The starting point of this work is the face of musician Brandi Carlile. Yet, it is not a portrait in the conventional sense. It is a translation of an artistic attitude into color and form. Brandi Carlile’s music stands for authenticity, for the courageous path to oneself, and for the power of vulnerability. These are precisely the themes that form the foundation of this series.
The images tell a story of transformation: They begin in fragmentation – raw and earthy. It is the state of searching, of orienting oneself. They lead through reflection – cooled by deep blue, distanced yet becoming clearer. It is the moment of pausing, of mirroring. And they culminate in arrival – warm, grounded, in radiant yellow and orange. The face is now whole, not as a likeness, but as a presence.
Each image is a step on this path. Each colour an emotion. Each line a decision.
This series is a homage to being human – to the beauty of our fractures and the power of our wholeness. It is an invitation to gather one’s own fragments and join them into a new whole. And it is an invitation to embrace our vulnerability.
Michelle Hediger
stay soft. stay weird. stay curious.
I was immediately struck by the confidence of this series and by your willingness to let a single subject move through multiple visual languages. There is a clear emotional anchor running through the work, and I think that is what allows the shifts in style and treatment to still feel connected. Even where the paintings diverge formally, they remain tied together by a consistent psychological charge.

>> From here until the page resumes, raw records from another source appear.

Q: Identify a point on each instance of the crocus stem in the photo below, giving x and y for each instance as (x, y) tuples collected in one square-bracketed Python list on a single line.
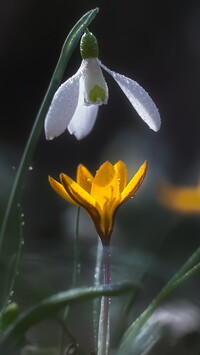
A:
[(97, 301), (104, 319)]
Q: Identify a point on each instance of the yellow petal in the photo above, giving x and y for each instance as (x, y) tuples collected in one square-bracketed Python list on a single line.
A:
[(82, 198), (185, 199), (134, 184), (105, 186), (60, 190), (76, 192), (84, 178), (120, 169)]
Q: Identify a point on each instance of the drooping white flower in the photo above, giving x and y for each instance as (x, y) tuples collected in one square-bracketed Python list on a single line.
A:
[(76, 102)]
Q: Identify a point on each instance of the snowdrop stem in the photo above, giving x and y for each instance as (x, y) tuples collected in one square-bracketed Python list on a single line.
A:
[(104, 319), (69, 45)]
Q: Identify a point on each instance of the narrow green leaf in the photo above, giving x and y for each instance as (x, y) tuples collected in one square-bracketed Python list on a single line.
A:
[(54, 303), (70, 44)]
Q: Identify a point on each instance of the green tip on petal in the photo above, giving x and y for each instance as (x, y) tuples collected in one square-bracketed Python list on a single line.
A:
[(89, 46), (97, 94)]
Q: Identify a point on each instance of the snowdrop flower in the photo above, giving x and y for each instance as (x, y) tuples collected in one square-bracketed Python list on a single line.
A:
[(75, 104)]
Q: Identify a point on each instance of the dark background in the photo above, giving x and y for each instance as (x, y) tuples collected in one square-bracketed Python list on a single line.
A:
[(157, 43)]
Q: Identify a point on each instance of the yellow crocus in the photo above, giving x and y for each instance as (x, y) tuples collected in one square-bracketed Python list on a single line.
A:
[(100, 195), (181, 199)]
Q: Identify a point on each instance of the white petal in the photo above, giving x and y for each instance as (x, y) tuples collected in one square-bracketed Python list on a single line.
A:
[(139, 99), (95, 87), (62, 106), (84, 117)]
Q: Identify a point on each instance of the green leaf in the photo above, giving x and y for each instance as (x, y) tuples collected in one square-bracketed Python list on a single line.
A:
[(52, 304), (70, 44)]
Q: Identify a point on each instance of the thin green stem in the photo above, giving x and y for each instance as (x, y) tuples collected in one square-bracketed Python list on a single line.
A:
[(17, 265), (104, 319), (66, 52), (76, 269), (97, 301), (171, 286)]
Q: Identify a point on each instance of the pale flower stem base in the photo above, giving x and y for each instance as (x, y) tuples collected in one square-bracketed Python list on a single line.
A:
[(104, 319)]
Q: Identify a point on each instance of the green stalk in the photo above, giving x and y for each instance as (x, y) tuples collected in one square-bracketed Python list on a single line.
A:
[(69, 45), (171, 286), (104, 318)]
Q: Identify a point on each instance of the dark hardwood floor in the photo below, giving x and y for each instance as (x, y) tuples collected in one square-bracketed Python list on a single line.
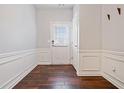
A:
[(61, 77)]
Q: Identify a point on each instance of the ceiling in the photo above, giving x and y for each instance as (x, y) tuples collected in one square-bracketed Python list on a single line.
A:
[(54, 6)]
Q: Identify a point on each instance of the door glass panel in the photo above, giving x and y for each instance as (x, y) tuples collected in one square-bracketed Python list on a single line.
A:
[(61, 35)]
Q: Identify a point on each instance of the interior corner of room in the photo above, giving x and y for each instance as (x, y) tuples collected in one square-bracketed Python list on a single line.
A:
[(93, 42)]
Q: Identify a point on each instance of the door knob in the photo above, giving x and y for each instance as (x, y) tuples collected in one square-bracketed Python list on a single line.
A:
[(52, 41), (75, 45)]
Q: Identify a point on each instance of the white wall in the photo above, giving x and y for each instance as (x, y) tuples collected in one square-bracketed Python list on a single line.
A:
[(113, 29), (44, 17), (17, 43), (113, 44), (17, 28), (90, 27)]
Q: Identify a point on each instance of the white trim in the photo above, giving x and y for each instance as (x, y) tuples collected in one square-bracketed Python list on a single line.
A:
[(15, 80), (13, 59), (113, 80), (51, 35), (44, 56), (90, 51), (92, 71)]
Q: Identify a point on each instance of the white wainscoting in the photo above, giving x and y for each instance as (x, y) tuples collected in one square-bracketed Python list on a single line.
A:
[(89, 63), (15, 66), (44, 56), (113, 67)]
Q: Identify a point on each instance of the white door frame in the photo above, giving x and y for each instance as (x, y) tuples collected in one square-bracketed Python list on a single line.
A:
[(51, 28)]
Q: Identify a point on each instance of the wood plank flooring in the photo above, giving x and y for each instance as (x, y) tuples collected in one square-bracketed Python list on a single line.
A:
[(61, 77)]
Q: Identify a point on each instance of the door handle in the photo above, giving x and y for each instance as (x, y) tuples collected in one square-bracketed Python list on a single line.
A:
[(75, 45), (52, 41)]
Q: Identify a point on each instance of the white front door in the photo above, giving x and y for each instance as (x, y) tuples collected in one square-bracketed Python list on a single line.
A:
[(60, 43)]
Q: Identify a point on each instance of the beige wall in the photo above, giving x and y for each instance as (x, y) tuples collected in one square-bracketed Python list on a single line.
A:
[(90, 27), (113, 30), (17, 28)]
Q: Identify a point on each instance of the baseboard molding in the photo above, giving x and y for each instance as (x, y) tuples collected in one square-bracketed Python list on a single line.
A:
[(89, 63), (89, 73), (44, 56), (14, 66), (15, 80), (113, 67), (44, 63), (113, 80)]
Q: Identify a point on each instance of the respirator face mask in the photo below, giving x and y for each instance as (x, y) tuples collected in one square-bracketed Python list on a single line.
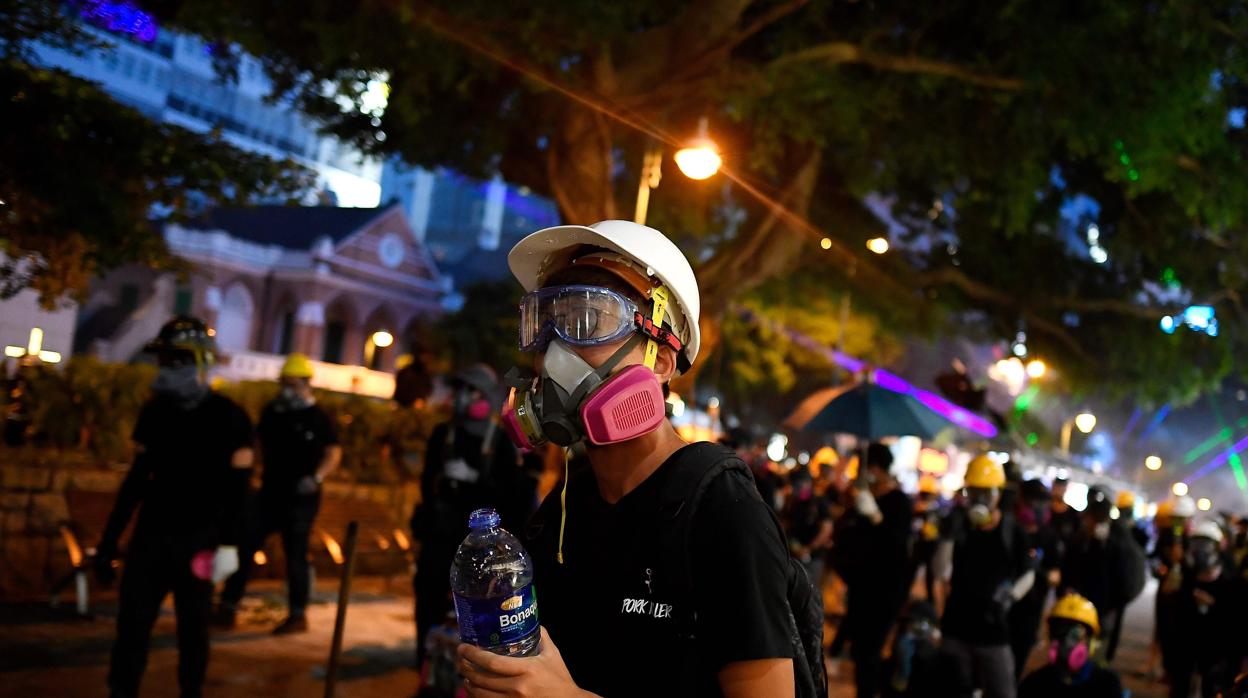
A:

What I find most compelling is your commitment to self-confrontation as subject matter. These works do not feel decorative. They feel driven by an inner necessity, and that gives them weight. The face becomes a site of rupture, reconstruction, vulnerability, and control. In the darker works, the rougher scraped or distressed surface carries a sense of exposure and instability that is very effective. In the flatter, more graphic paintings, the reduction of form creates a different kind of intensity, where identity is compressed into bold, deliberate decisions. I think that tension between rawness and control is one of the most interesting aspects of the practice.
There is also a strong understanding of how to use contrast. The dialogue between black grounds, warm flesh tones, and occasional gold or violet accents gives the paintings a visual clarity and a theatrical presence. In particular, the simpler colour-blocked works have real immediacy. They are striking, legible, and memorable. At the same time, the more textured and distressed surfaces bring something more psychologically unsettled, which broadens the emotional register of the series.
I also appreciate that there is a clear influence of Brandi Carlile in the work, but it does not feel like imitation. It feels more like a point of departure or a visual catalyst through which you are finding your own language. That is an important distinction. Influence is most successful when it opens a door rather than closes one, and I think that is happening here.